Vision: A Resource for Writers
Lazette Gifford, Editor

Alien Views:
An Interview with Wen Spencer

Interview by 
Lazette Gifford
©2003, Lazette Gifford

Between the time we did this Interview and the publication, Wen won the John W. Campbell award for best new writer!  Good work!


en Spencer's science fiction books in the Ukiah Oregon series (Roc Books: Alien Taste, Tainted Trail, Bitter Waters and the upcoming Dog Warrior) have introduced readers to both an unusual character and an interesting alien subculture grounded in the world as we know it.  Moving through plots filled with mysteries -- after all, the main characters are detectives -- these books pull the readers into an increasingly complex mélange of real world and alien.

The success of her first books has brought Wen more contracts, and readers can look forward to a stand-alone SF novel, A Brother Price, to be published by Roc in 2004.  Her fantasy novel, Tinker, will be released by Baen Books in November, 2003.

Check out her website at for more information on her books, convention appearances, and more.

Oh, and do watch out for the mice -- there's no telling who they might belong to...


Vision: In your series of books, Alien Taste, Tainted Trail and Bitter Waters, you have created a unique character in the form of Ukiah, who has lived through some interesting circumstances.   How much of the character came to you before the plot of the story? 

Wen: Ukiah originally was a role-playing character for a MIB-like game called Stalking The Night Fantastic.  The MIB organization had found him while on a Bigfoot investigation and raised him in a school for 'special' children, ala X-Men.  Max was a divorced newspaper reporter and Ukiah was his photographer.  In the game, Ukiah was nothing more than a wolf boy living on his own.  After a few stabs at trying to write Ukiah as he had been for the games, I decided to ditch all the game trappings and just keep the core personality, what I liked so much about him. 
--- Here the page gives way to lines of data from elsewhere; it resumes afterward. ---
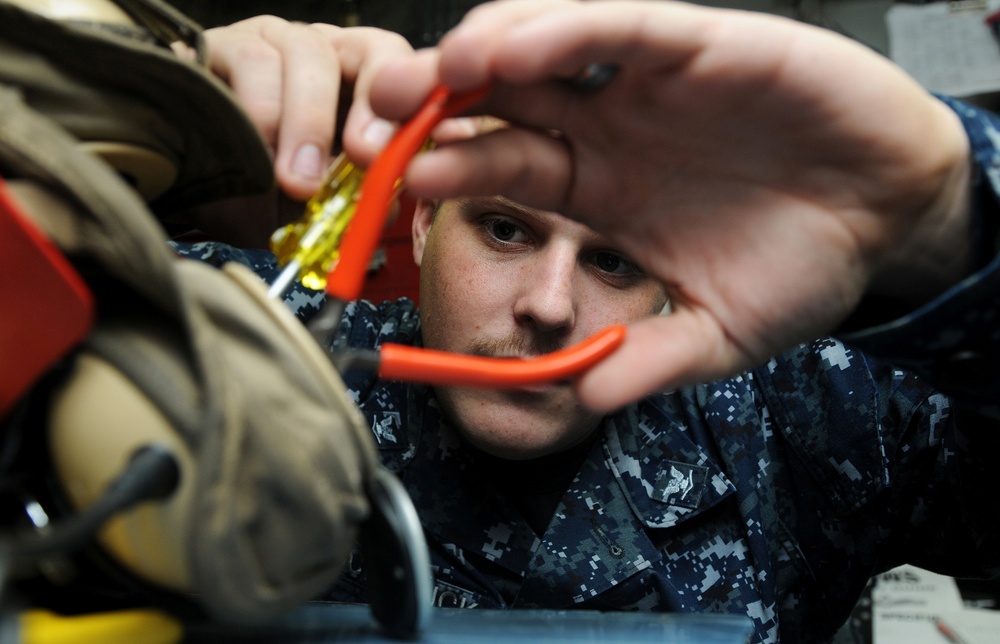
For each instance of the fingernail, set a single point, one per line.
(308, 162)
(378, 132)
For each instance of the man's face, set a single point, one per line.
(501, 280)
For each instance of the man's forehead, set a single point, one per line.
(547, 218)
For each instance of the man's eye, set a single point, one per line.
(616, 264)
(502, 229)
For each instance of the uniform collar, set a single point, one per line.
(666, 475)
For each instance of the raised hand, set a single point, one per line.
(768, 172)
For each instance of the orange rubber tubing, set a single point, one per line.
(399, 362)
(346, 280)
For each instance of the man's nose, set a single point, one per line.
(546, 297)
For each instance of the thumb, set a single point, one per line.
(659, 354)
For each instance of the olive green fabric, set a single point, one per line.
(103, 84)
(282, 455)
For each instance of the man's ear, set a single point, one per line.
(423, 216)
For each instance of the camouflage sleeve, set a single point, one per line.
(953, 341)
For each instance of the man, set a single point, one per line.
(782, 184)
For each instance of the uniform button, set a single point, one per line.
(970, 368)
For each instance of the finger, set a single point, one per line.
(528, 42)
(253, 70)
(530, 167)
(309, 98)
(660, 354)
(363, 53)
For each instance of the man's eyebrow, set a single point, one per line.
(496, 202)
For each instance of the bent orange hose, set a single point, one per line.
(346, 279)
(399, 362)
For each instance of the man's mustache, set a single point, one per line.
(517, 345)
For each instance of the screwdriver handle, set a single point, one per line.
(346, 280)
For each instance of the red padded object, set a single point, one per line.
(45, 306)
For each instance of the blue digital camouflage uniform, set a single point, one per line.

At that point I decided that while I didn't want Ukiah to be living alone but I also didn't want him living with Max (which cast Max too much into the 'father' role).  Mom Jo was a logical answer to "Who would find and raise a wolf boy?"  I had decided that I wanted Max to be widowed (more sympathetic to female readers) to keep his life simple.  To keep Mom Jo from falling into the role of Max's love interest, I wanted to give her a partner.  A male partner would have competed for Max's position of "father-figure," so Mom Lara came into being.  Because Ukiah's job is dangerous, I gave Jo and Lara a daughter and hints that Ukiah hadn't taken well to being supplanted as baby of the family.  While it's never said directly, Ukiah's moms had been concerned about the sibling rivalry because of Ukiah's wild nature and relived that Max offered a way to get Ukiah off the farm and focused on something other than the loss of his mothers' focus. 
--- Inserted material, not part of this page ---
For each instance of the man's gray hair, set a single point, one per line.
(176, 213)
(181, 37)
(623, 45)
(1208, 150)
I think subtlety makes the characters deeper and make them more interesting.  When you explain everything out, you run the risk of making it seem that's the "entire" character, that they have no other angles to them.  By hinting at more but not going into it, you create "shadows" to make the character appear deeper.     


Vision: The Ukiah Oregon books are unusual, even in the world of SF.  Can you tell us what inspired you to write them? 
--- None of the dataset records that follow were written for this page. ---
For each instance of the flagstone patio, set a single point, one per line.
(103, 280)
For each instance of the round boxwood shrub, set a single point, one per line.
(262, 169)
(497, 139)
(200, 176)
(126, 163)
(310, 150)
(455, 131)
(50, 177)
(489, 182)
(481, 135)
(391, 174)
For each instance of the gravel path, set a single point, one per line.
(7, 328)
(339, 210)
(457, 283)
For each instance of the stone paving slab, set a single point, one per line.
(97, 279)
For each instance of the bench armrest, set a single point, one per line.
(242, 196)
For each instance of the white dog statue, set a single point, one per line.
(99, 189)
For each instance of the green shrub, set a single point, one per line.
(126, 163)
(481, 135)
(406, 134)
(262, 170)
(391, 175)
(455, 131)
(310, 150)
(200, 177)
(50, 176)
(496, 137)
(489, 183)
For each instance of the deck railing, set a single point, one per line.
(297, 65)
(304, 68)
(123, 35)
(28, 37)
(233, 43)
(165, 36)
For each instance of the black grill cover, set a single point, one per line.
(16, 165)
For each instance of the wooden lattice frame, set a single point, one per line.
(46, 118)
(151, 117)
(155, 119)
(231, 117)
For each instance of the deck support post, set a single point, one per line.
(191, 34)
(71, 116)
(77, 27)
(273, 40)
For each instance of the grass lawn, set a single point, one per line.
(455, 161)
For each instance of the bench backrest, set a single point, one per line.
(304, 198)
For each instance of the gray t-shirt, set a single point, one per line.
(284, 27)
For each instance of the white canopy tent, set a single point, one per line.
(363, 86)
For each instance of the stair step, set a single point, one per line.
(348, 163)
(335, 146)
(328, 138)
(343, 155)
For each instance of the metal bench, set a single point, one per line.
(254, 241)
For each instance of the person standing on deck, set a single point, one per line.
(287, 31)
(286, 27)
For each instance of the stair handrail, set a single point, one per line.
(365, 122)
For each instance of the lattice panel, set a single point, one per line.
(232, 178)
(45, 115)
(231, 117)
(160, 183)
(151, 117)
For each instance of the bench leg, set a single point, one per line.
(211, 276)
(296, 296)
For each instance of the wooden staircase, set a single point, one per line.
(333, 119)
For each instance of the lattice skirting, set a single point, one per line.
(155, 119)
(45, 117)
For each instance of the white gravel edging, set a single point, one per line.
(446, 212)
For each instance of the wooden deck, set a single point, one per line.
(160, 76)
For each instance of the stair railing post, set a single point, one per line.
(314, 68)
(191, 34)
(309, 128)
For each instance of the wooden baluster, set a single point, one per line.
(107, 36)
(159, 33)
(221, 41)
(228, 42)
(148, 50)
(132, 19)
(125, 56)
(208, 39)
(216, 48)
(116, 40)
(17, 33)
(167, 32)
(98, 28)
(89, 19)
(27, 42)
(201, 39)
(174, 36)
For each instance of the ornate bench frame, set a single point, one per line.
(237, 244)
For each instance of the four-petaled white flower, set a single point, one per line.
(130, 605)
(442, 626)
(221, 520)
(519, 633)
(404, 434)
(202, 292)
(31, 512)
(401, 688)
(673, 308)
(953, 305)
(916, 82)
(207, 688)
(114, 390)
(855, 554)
Wen: At the risk of seeming too commercial, I have to admit that I decided to write ALIEN TASTE after hearing a near-future SF author talk about how much money he was getting in film options.  Previously I had written a space opera (which was a learning experience on how not to write a novel and how not to revise a novel) and a fantasy (how not to write a trilogy.)


Vision: Do you feel the inclusion of a romance (or romantic) sub-plot is something essential to books in other genres? 

Wen: To me, a character isn't real until they are grounded by a host of relationships, romantic and non-romantic.  I roll my eyes at the typical private investigator's stereotype, where they have a handful of acquaintances, but are otherwise loners.  Yes, this makes a series easy to write, but I think of such people as not very interesting.   While they don't make appearances, Max has a brother and nephews and cousins, Mom Jo has a huge extended family, the moms have a wide circle of friends, and Indigo has a large family.    


Vision: Your first books have been SF, and you have a stand-alone sf coming out in 2004 titled A Brother Price.  But I see that you have a fantasy book coming out soon as well.  Was it difficult to change from the sf genre to the fantasy one? 

Wen: Because I tend to think more characters than plot, my writing is more about people than if it's SF or Fantasy.  I don't try to limit myself because of the genre.  In Ukiah, I deal with the spiritual.  In Tinker, I talk about quantum physics.  As in terms of writing, I think Tinker was easier to write, only because I have so much fact checking with Ukiah, where in Tinker – because it's set thirty years in the future and on another world and has magic – I can make so much more up.    


Vision: Is A Brother Price set in a new sf background from the Ukiah Oregon stories?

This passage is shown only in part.